My question: Does this apply the the distance/time for each run OR the total distance you run in a week?
I'd always taken this to mean 10% total distance per week rather than for each individual run.
So if you did 3x 5 mile runs in one week (i.e. 15 miles total), you could extend one of the runs to 6.5 miles the week after whilst keeping the other two at 5 miles, or you could increase all three runs to 5.5 miles
Yes, I'm pretty sure it's distance. Increase it by 10% in total each week, but take a rest week every third or fourth week where you run a lot less miles. Then the following week, just add on 10% of your previous highest.
The 10% rule is one of those things of which nobody has yet pointed me to the source. It arises out of experience as far as I understand, and is not tightly formulated.
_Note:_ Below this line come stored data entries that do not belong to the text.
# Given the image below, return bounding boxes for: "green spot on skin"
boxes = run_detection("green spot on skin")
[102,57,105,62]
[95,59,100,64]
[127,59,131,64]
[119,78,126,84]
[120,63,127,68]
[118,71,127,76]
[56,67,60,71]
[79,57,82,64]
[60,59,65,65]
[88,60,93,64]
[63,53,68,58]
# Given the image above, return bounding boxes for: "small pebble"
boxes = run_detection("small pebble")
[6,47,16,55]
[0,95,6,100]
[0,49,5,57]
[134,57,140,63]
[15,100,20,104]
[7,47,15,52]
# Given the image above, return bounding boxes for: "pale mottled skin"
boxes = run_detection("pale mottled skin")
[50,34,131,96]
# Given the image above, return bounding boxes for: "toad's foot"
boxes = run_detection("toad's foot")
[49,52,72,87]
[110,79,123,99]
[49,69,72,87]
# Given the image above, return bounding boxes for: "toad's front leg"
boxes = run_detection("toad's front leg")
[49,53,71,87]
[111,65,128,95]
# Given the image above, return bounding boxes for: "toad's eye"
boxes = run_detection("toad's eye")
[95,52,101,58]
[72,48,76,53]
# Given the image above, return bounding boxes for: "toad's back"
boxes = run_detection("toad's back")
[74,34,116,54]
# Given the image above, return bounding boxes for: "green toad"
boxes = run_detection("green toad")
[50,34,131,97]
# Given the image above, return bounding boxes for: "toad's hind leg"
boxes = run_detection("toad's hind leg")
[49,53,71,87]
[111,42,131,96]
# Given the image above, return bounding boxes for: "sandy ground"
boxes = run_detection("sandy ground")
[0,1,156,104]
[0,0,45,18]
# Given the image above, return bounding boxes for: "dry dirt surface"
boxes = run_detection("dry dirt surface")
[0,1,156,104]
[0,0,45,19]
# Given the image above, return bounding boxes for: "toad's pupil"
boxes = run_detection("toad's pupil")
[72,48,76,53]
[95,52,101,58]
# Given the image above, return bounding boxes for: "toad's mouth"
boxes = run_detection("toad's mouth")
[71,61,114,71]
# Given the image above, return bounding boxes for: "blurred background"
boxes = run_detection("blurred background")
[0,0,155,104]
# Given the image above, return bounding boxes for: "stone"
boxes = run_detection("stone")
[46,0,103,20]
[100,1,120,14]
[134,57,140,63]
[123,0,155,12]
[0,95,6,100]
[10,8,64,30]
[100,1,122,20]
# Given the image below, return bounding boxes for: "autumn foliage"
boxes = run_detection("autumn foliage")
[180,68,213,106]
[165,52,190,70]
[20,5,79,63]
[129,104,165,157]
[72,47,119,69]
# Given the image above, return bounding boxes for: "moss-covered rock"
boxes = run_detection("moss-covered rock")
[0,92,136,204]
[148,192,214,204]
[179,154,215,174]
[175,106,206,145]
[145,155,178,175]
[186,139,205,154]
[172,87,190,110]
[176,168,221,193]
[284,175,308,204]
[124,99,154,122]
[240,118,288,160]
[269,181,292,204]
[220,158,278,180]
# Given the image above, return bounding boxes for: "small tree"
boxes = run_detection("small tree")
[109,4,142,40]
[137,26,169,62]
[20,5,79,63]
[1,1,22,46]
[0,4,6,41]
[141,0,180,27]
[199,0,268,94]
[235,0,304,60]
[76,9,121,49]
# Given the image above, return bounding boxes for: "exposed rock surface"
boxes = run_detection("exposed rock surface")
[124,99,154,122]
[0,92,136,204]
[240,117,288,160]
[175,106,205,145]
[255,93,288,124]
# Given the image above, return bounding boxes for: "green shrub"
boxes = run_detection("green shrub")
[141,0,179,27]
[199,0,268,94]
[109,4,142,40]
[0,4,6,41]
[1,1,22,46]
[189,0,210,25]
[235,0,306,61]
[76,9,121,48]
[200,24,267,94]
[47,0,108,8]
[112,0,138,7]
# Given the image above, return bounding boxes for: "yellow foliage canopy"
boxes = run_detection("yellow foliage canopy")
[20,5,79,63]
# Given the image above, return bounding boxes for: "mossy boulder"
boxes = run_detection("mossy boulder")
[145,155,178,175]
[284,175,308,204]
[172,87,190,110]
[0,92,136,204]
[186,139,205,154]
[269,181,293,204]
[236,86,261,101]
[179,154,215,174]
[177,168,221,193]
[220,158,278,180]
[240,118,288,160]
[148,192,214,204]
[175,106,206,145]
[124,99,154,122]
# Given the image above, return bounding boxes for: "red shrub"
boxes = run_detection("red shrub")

Personally I apply it to each run, which has the benefit of ensuring that I don't go over the 10% each week. Therefore I would never be able to do what stutyr suggests. I don't think the example is actually bad, but at more extreme positions than 15 mpw, it would need to be tempered. If you were up at 80mpw, progressing towards 100mpw, adding 8 miles onto one run might be counterproductive and stressful. Like I say, it would be tempered - you wouldn't actually consider doing that.
I also know from my own experience that adding just one mile onto a long run (over ten miles) can be fatiguing and stressful. In previous marathon training I've got up to 15 miles and then started adding half miles just to be sure I'm not overdoing it. One mile would probably be (and has been) fine. Moving straight up to 16.5 has felt like a step too far!
Whilst you're starting experimenting with what works for you, 10% is a good guideline to bear in mind. Sure, I think if you're regularly running, short to middle distances, you can add more than 10% per run safely if you stick within the 10% per week. As you go longer you'll see what works for you.